So, if you want to convince others of something, leave behind excessive self-confidence and an aggressive style of proving that you are right. Without doing this, you can again only complain that you “spoke the point”, but again “no one heard” you.

Psychology of influence: how to lie without your interlocutor noticing

The persuasiveness of speech does not make a lie look good if there is a lot of it. It is better to focus on the truth and omit unpleasant details. But sometimes it is necessary. To lie effectively, you need to believe your own lie, become part of it.

  1. Watch your gestures. Stand in an open position, look your interlocutor straight in the eyes. Better practice in front of a mirror. Remember - you are not lying.
  2. Think through everything down to the last detail.
  3. Deny everything. Reinforced concrete evidence does not work against you. You're telling the truth, haven't you forgotten?
  4. Don't make excuses.
  5. Don't apologize or humiliate yourself.

Have you been refused? Was your lie considered too far-fetched? They turned around and left. The interlocutor is waiting for the moment until you start begging him: then he will take a dominant position. If you leave abruptly without getting into verbal confrontations, your chances of winning will increase.

Mistakes of uncertainty

Alena considers herself an insecure person. She is invisible in the company of friends and in the team. Her family does not listen to her opinion. She almost never expresses her point of view, preferring silent agreement. Some acquaintances consider her a person with no opinion of her own. This allows others to manipulate Alena: she does some of the work for her colleagues, “carries” the whole house on herself, believing that her needs are less important than the needs of her husband and children. But more and more often Alena feels an internal protest and feels the desire to show that she also has her own opinion...

When do we need to be able to persuade? In what situations can we use the ability to persuade?
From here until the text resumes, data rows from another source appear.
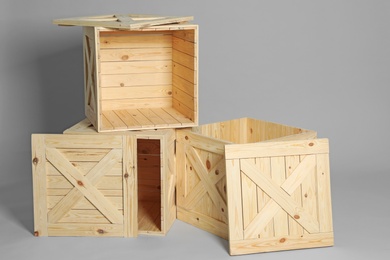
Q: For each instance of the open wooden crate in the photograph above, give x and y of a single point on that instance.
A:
(264, 186)
(139, 77)
(114, 184)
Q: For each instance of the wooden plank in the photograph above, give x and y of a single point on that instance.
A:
(292, 164)
(184, 46)
(168, 119)
(136, 79)
(136, 92)
(305, 168)
(203, 222)
(130, 187)
(184, 59)
(141, 54)
(249, 200)
(184, 85)
(278, 244)
(84, 185)
(152, 117)
(39, 184)
(233, 188)
(82, 141)
(115, 68)
(287, 204)
(309, 191)
(184, 99)
(324, 193)
(269, 149)
(124, 41)
(264, 166)
(83, 203)
(63, 192)
(127, 104)
(85, 230)
(278, 174)
(184, 72)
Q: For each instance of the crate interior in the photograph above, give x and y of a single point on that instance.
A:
(246, 130)
(149, 185)
(148, 79)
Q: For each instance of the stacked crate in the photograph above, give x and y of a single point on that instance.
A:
(134, 165)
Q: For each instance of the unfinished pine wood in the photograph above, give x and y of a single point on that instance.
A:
(290, 179)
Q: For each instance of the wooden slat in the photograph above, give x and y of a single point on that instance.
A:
(278, 244)
(324, 194)
(135, 41)
(39, 184)
(136, 92)
(82, 141)
(278, 174)
(130, 187)
(200, 169)
(125, 104)
(134, 79)
(184, 72)
(141, 54)
(305, 167)
(83, 203)
(269, 149)
(184, 59)
(184, 46)
(115, 68)
(264, 166)
(233, 188)
(203, 222)
(85, 230)
(291, 207)
(84, 185)
(292, 167)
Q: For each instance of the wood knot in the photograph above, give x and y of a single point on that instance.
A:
(208, 164)
(35, 161)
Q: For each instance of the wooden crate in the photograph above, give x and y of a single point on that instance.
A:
(90, 184)
(264, 186)
(141, 77)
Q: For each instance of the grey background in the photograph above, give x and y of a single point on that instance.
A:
(321, 65)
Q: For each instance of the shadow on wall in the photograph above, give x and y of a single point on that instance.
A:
(61, 78)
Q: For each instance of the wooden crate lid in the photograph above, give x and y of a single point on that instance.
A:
(126, 21)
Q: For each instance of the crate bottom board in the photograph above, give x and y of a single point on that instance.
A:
(143, 118)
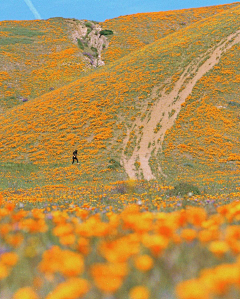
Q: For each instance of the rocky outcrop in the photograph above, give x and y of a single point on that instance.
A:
(88, 35)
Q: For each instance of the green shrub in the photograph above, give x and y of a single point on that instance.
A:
(106, 32)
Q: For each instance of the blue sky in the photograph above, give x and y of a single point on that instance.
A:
(97, 10)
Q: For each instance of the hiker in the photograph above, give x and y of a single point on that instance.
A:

  • When we need to express our point of view and prove that we have the right to it. We may not need anyone to do what we want. Sometimes we need others to recognize our right to have exactly the opinion that we have. This is especially important in personal relationships: between adult children and parents, between spouses, etc. In this case, the partners do not solve a joint problem, but simply get to know each other’s attitudes, which can affect the further building of relationships. In this case, the goal of persuasion is the partner’s acceptance of us as we are.
  • When partners have a common goal that requires implementation. This is the most common situation when you need to be able to express your opinion and convince others of it. Implementing a project at work, renovating a home, spending time together - all this and much more requires us to have the art of persuasion and negotiation.
  • When arguing is nothing more than entertainment. For example, a debate between friends about the situation on the economic market or about new fashion trends is entertainment that trains the ability to argue and prove one’s point of view. Such debates about tastes, opinions and preferences are almost fruitless, since the participants in the discussion remain unconvinced. But this situation is remarkable in that people who are not very good at arguing and proving that they are right can practice this in a situation that is safe for themselves. And then - apply new experience when it is necessary and important.
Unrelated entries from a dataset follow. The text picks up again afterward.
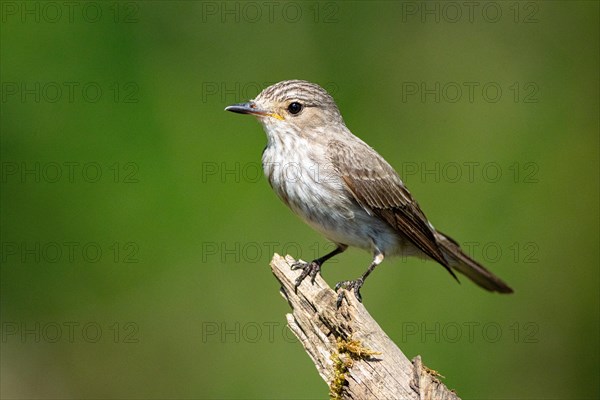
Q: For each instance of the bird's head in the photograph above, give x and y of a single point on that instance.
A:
(292, 106)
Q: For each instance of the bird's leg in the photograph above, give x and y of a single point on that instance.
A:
(312, 268)
(355, 285)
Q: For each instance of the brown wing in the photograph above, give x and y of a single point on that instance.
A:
(380, 191)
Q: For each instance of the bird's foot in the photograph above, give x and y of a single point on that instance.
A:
(354, 285)
(308, 268)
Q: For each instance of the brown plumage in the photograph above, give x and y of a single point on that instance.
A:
(345, 189)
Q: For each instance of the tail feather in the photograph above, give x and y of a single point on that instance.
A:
(464, 264)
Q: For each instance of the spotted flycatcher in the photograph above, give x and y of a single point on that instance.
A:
(344, 189)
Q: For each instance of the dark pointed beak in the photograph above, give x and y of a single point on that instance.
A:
(250, 107)
(244, 108)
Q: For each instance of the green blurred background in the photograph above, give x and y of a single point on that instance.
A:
(137, 228)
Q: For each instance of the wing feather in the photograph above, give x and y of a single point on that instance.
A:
(380, 191)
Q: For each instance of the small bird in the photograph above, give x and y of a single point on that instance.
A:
(344, 189)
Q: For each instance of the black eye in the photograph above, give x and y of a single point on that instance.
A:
(295, 107)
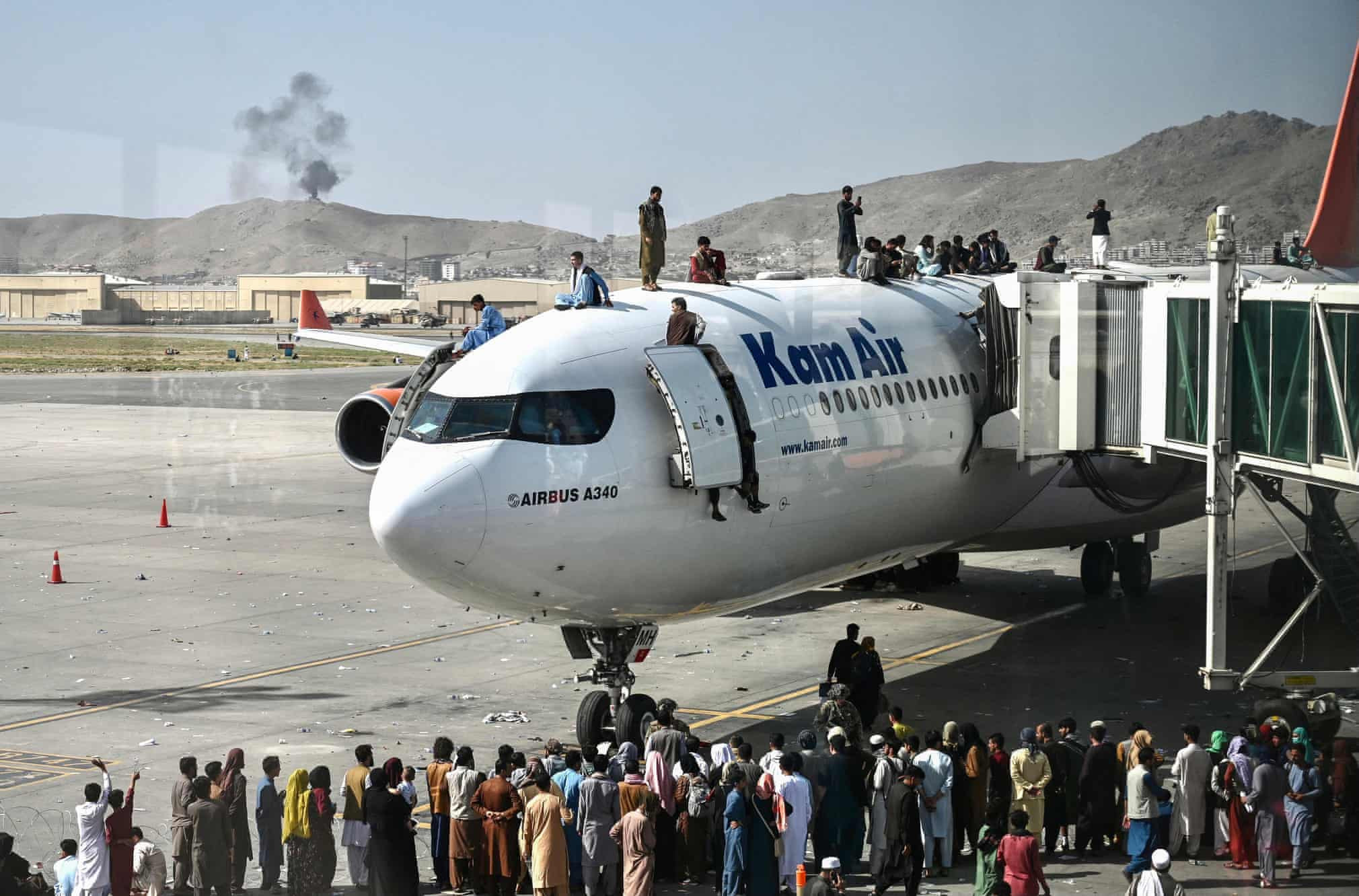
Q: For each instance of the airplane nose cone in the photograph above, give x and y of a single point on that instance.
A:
(429, 516)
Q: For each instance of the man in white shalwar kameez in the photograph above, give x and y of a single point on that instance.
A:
(91, 849)
(797, 797)
(1192, 769)
(885, 772)
(936, 802)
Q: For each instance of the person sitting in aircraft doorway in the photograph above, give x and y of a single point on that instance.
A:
(1045, 260)
(873, 264)
(587, 287)
(492, 324)
(707, 264)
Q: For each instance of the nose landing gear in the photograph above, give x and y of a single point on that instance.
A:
(616, 714)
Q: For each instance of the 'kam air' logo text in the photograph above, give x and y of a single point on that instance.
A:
(825, 362)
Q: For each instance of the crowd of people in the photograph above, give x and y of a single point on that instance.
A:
(616, 819)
People who are considered insecure by others often tend to keep their opinions to themselves. They cannot defend their interests because they are afraid of losing the favor of others. Insecure people often act according to one of several schemes, each of which is quite ineffective.
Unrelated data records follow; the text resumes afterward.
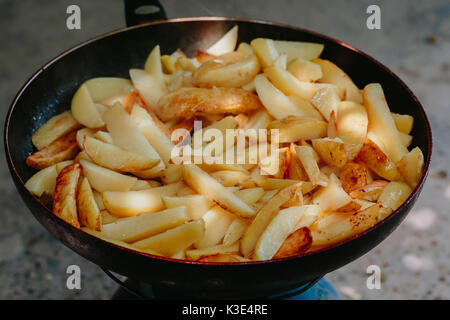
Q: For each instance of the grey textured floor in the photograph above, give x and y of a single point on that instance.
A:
(414, 42)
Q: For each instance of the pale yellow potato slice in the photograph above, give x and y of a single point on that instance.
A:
(102, 179)
(153, 132)
(43, 181)
(326, 100)
(265, 50)
(305, 70)
(334, 75)
(174, 240)
(411, 167)
(106, 88)
(392, 197)
(352, 122)
(309, 162)
(115, 158)
(204, 184)
(196, 254)
(126, 134)
(217, 222)
(144, 225)
(131, 203)
(150, 87)
(225, 44)
(381, 123)
(292, 129)
(54, 129)
(235, 231)
(332, 151)
(332, 197)
(88, 211)
(298, 49)
(264, 216)
(277, 231)
(403, 122)
(196, 205)
(84, 110)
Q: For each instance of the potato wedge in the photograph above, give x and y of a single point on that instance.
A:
(381, 123)
(292, 129)
(332, 197)
(297, 49)
(296, 243)
(65, 197)
(411, 167)
(352, 122)
(174, 240)
(115, 158)
(264, 216)
(225, 44)
(354, 176)
(63, 148)
(131, 203)
(53, 129)
(84, 110)
(204, 184)
(145, 225)
(372, 155)
(43, 181)
(88, 211)
(197, 254)
(403, 122)
(217, 222)
(196, 205)
(332, 151)
(277, 231)
(102, 179)
(335, 75)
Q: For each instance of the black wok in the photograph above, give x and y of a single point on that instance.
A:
(49, 91)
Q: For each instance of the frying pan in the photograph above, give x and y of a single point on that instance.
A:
(48, 92)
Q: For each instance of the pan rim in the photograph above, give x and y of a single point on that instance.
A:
(416, 190)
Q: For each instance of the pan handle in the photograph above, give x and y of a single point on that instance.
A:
(141, 11)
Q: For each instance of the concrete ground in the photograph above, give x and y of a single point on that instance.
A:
(414, 42)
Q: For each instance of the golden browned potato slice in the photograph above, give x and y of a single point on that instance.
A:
(403, 122)
(231, 70)
(297, 242)
(64, 148)
(115, 158)
(145, 225)
(43, 181)
(351, 125)
(334, 75)
(197, 254)
(381, 123)
(411, 167)
(370, 191)
(65, 197)
(174, 240)
(332, 151)
(305, 70)
(354, 176)
(54, 129)
(332, 197)
(393, 196)
(131, 203)
(292, 129)
(188, 102)
(225, 44)
(371, 155)
(88, 211)
(264, 216)
(204, 184)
  1. “I can’t even say a word.” In this case, the person has his own opinion, but keeps it to himself. He doesn't even try to express it, because he is afraid that he will be ridiculed or that he will not be able to defend it. And then one of the options is implemented. Having outwardly agreed with other people's arguments, a person does what he promised, but at the same time internal tension (protest) arises, which sooner or later can lead to an “explosion” in the relationship. Either the person does not do what he promised, and deliberately or “accidentally” fails the task, earning himself the image of a person who cannot be relied on.
  2. “I act through others.” People who are unsure of themselves sometimes choose a “transmitter”, i.e. another person to whom they can express their opinion and ask to help “promote” the idea, but on their own behalf. For example, a “quiet” mother-in-law, who does not directly say anything to her daughter-in-law, chooses her son as a “transmitter”, who is forced to convey his mother’s thoughts, passing them off as her own opinion, which can ruin the relationship. When transmitting your thoughts through another person, you need to realize that in such transmission of information a lot of “noise” arises, i.e. information that you did not mean at all. When it comes to work, such a position will prevent a person from building his own career, and his best ideas (of which he has many!) will be picked up by more daring colleagues. If during the transmission unnecessary “noise” information arises or the idea turns out to be unsuccessful, the “transmitter” will relieve itself of responsibility by referring to the original source, i.e. you. Thus, in case of success, all the laurels do not go to you, but in case of failure, all the stones are yours.
  3. “I speak, but they don’t listen to me.” Slightly more confident people tend to express their opinion, but often do so hesitantly and as if apologizing to others. They strive to convey their ideas to others and present the right arguments, but often they go unnoticed behind the more confident, albeit less weighty, arguments of others.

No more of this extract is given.